Among 34 patients treated with topical 5% minoxidil, 28 (72%) met criteria for clinical response after a median follow-up of 61 weeks. Analysis of clinical images in 25 minoxidil patients showed four complete responses and 13 partial responses. Two patients responded to hair transplantation and one responded to reconstructive plastic surgery.
Informative Study
The study provided useful information about several key issues surrounding radiation-induced alopecia, said Stephanie Weiss, MD, of Fox Chase Cancer Center in Philadelphia.
"It's a little more difficult than you'd imagine to tease out radiation-related factors, such as dose," she told MedPage Today. "The reason for that is that there are strict standard doses that people will receive, a pre-prescribed dose per day and some total dose. Basically, anytime you're going to have some dose to the scalp. What's interesting is that this paper showed that it's not just total dose but dose per day."
"I've had patients, for instance, who have received only a fraction or two of the prescribed dose and then had to stop for whatever reason," Weiss added. "Then several weeks down the road, they will develop alopecia. The condition doesn't manifest until several weeks later."
The timing of hair loss varies from patient to patient and depends on the frequency and size of radiation fractions, she continued. Hair loss often begins subtly, and patients will notice strands coming out during a shower or left on a pillow after sleep.
"I tell my patients right up front that they are going to lose their hair," said Weiss. "Just when you think you're not going to lose your hair, that's probably when you're going to start losing it."

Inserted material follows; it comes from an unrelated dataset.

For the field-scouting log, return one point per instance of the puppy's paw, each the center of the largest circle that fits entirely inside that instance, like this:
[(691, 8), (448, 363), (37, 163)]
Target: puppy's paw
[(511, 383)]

The observation that proton therapy increased the likelihood of hair loss might be an eye opener for some radiation oncologists who have become accustomed to hearing that proton therapy has a more favorable safety profile as compared with photons. By focusing more specifically on the tumor, proton therapy does spare more surrounding normal tissue. However, the delivery process results in a higher dose to superficial areas, such as the scalp, said Weiss.
Whether the hair loss becomes chronic or permanent depends on the extent of radiation damage to hair follicles. Patients treated with both chemotherapy and radiation therapy may have particularly fragile follicles.
Disclosures
The study was supported in part by the National Institutes of Health.
Lacouture disclosed relationships with Legacy Healthcare Services, Adgero Biopharmaceuticals, Amryt Pharmaceuticals, Celldex Therapeutics, Debiopharm, Galderma, Johnson & Johnson, Novocure, Lindi, Merck, Helsinn Healthcare, Janssen, Menlo Therapeutics, Novartis, F. Hoffmann-La Roche, Abbvie, Boehringer Ingelheim, Allergan, Amgen, ER Squibb & Sons, EMD Serono, AstraZeneca, Genentech, Leo Pharma, Seattle Genetics, Bayer, Manner SAS, Lutris, Pierre Fabre, Paxman Scalp Cooling, Adjucare, Dignitana, Biotechspert, Teva Mexico, Parexel, OnQuality Pharmaceuticals, Oncoderm, Our Brain Bank, Takeda, Veloce, US Biotest, Berg, and Bristol-Myers Squibb.
Primary Source
JAMA Dermatology
Phillips GS, et al "Assessment and treatment of persistent radiation-induced alopecia in patients with cancer" JAMA Dermatol2020; DOI: 10.1001/jamadermatol.2020.2127.